If the purveyors of profanity think that cussing is so harmless, why are some of them so unbelievably hostile to anyone suggesting a voluntary ban on the bleeps?

McKay Hatch isn’t buckling. “It’s really scary, because people are calling us all night,” he says. “Sometimes we have to unplug the phone. You know, at first it was really kind of scary, but they’re just bullies, and they want you to be scared. And so I’m not gonna let them win.” His No Cussing Club now boasts 20,000 members.

Let me repeat something here. This boy is 15 years old. He didn’t just stumble into activism. It’s a family mission. McKay’s parents are authors of a book titled “Raising a G-Rated Family in an X-Rated World.” Profanity wasn’t allowed at home. Hatch says none of his friends in elementary school ever swore, but when they got to middle school, “everyone started cussing,” he says. “The reason it bothered me the most is because it was something they were using every other word, kind of like the word ‘the.’ They kept using it and using it.”

Hatch suggests that instead of cuss words, his school friends could use alternative exclamations when frustrations inevitably occur. He told Jay Leno his favorite was “pickles,” but he also suggests “barnacles” and “sassafras.” He even has a rap-music video on YouTube where he and some friends walk to the beat down the street in their orange club T-shirts and chant, “Don’t Cuss.” It’s severely at odds with the kind of language that usually permeates rap videos.

Sadly, most of popular culture seems headed in the opposite direction. Bubble-headed pop princess Britney Spears, desperate to stay in the spotlight after years of embarrassments and humiliations, has a new single coming out called “If You Seek Amy.” If that doesn’t spell trouble, then pay a little more attention to Britney’s snappy lyric, as she claims, “All of the boys and all of the girls are begging to If You Seek Amy.” This lyric doesn’t make any grammatical sense, until you read it phonetically. She’s spelling out the F-bomb.

Britney’s now casting herself as the new Tila Tequila, the latest MTV temptress so fetching that she’s a poster girl for bisexual incontinence.

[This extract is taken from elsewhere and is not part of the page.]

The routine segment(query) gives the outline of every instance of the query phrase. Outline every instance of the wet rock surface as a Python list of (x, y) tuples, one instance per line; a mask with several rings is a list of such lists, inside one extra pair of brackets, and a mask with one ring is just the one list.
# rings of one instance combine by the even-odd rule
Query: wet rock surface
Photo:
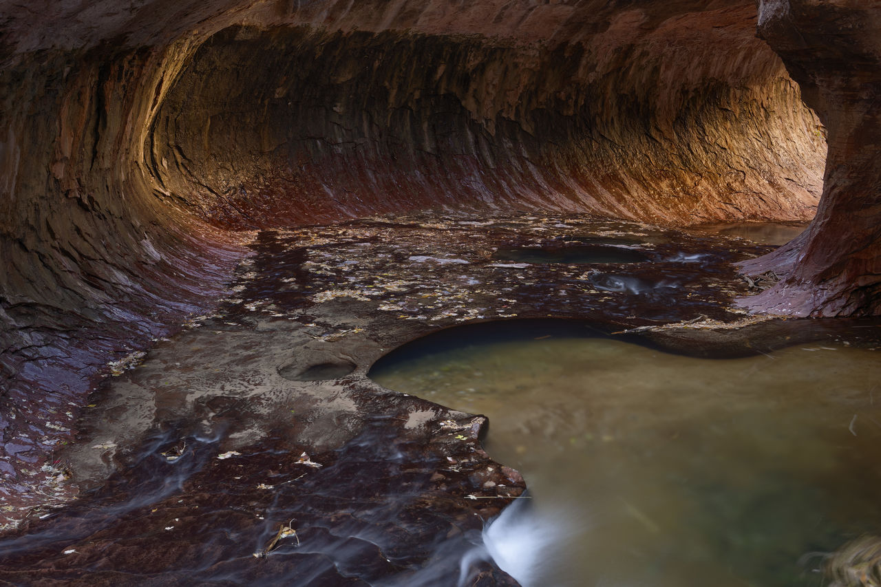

Parents in Australia were the first to complain, and now American radio stations are hearing the din from activists warning that the “Amy” song would violate the broadcast indecency law if aired between the hours of 6 a.m. and 10 p.m. But radio stations are picking it up anyway. It’s hit No. 92 on the Billboard Hot 100 chart. Jive Records is already boasting there’s been more than 100,000 digital downloads of the song. It’s the third release off the new Britney disc, appropriately titled “Circus.”

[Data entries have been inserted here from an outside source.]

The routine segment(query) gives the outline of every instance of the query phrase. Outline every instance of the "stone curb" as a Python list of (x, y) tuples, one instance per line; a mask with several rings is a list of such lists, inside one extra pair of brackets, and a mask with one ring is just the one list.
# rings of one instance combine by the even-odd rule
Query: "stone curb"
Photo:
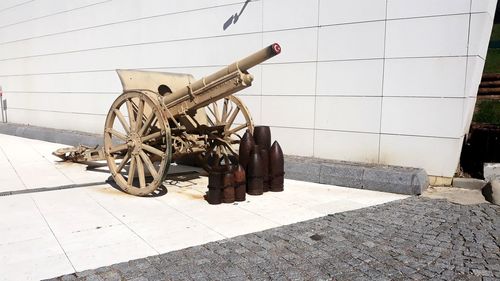
[(103, 136), (98, 134), (89, 134), (78, 131), (35, 127), (13, 123), (0, 123), (0, 134), (62, 143), (71, 146), (77, 146), (79, 144), (96, 146), (102, 145), (103, 142)]
[[(0, 134), (62, 143), (71, 146), (102, 145), (102, 135), (0, 123)], [(286, 156), (287, 179), (399, 194), (418, 195), (429, 185), (423, 169), (352, 163), (311, 157)]]
[(286, 156), (285, 177), (375, 191), (418, 195), (429, 186), (423, 169)]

For more skittish programmers, a Jive-edited version of the song excises the “k” from “Seek,” leaving the audience with “If You See Amy” (leaving a misspelled F-bomb). Some inventive disc jockeys are throwing their own names over the “Me,” so for instance when the chorus plays, it’ll go “All of the boys and all of the girls are begging to if you seek … George.” And people think saying “pickles” like a cuss word is lame.

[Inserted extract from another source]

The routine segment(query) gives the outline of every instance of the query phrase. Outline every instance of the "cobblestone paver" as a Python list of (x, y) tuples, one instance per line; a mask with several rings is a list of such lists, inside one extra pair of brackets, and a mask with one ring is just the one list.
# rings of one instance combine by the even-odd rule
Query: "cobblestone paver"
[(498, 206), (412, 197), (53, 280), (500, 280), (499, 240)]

Record companies and radio stations don’t seem to make business decisions that imagine parents driving with young children in the car with the radio on. Or maybe that’s exactly what they have in mind. If it’s shocking and offensive enough, it will be a great sales and publicity vehicle.

The No Cussing Club has quite a challenge in front of it. It’s an X-rated world, indeed.